Police in Oakland, California, rounded up dozens of people who had been calling attention to the Black women that have died as a result of police brutality.
The Northern California city is cracking down after a series of violent protests in 2014. The Associated Press reports that according to Mayor Libby Schaaf’s new policy, people are no longer allowed to rally in the street in order to cut back on violence…oh, and property damage (which is probably the real motivation for the new law). She cited a protest on May 1, where people participating in a rally for Black men killed by police brutality allegedly damaged businesses along Oakland’s auto mall, as a motivator for this change.
In accordance with the new policy, cops apprehended dozens of people on Saturday after coming up against around 100 protesters that refused to be pushed aside. The group, which was demonstrating against the new law, was ordered to disband. During the brief stand-off, officers arrested and cited those that responded by sitting in the street while capturing others that were trying to run away.
This marks the second that protesters had come up against authorities inside of a week.

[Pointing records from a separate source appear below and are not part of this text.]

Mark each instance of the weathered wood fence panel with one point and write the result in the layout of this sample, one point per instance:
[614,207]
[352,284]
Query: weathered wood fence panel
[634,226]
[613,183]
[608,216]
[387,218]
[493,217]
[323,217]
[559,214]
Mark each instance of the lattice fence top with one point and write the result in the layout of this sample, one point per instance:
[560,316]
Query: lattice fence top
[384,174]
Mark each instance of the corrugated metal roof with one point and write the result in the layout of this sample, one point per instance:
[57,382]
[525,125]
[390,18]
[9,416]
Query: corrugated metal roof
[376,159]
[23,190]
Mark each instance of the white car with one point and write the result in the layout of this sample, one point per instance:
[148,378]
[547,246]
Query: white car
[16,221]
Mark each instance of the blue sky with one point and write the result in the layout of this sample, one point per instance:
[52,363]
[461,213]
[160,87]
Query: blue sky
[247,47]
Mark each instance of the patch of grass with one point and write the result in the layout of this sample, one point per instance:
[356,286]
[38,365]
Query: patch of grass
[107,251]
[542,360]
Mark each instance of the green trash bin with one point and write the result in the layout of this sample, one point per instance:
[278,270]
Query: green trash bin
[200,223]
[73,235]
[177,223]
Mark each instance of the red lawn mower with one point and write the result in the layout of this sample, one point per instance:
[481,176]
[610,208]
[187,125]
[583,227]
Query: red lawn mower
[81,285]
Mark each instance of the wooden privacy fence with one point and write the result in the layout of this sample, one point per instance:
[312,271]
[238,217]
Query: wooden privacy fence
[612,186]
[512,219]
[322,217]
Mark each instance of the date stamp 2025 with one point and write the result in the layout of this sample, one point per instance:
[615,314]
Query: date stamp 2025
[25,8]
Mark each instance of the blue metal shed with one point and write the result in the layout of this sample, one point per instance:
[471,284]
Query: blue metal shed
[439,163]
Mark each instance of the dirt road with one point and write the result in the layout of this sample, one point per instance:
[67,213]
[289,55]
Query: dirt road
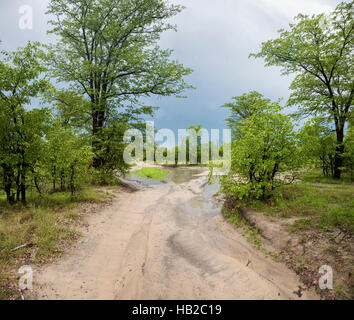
[167,241]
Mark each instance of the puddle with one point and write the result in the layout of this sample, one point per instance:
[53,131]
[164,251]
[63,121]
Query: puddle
[176,175]
[211,189]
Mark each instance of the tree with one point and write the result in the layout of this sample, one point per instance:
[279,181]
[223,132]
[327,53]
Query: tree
[21,130]
[243,107]
[108,54]
[319,49]
[318,145]
[266,148]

Their first run-in happened last Thursday during a similar demonstration, where they were protesting police brutality against Black women, when cops pushed people from the street up onto the sidewalk. Saturday’s demonstration was against the new law.
“You can’t run roughshod over people because they’re protesting your oppression,” said Cat Brooks, who organized both protests. “You can’t push us off the streets.” She added that this incident has not deterred demonstrators, who are planning more protests against the new law in the near future.
And if you were pondering how the new, counter-intuitive law would prevent property damage, lawyer Rachel Lederman doesn’t get it either. That’s saying something when you consider that she helped Oakland draft its crowd-control policy.
“It doesn’t make any sense because saying that marches have to be on the sidewalk has absolutely no relationship to impending property damage that might occur,” she mused. “Obviously that would happen on a sidewalk, not a street.”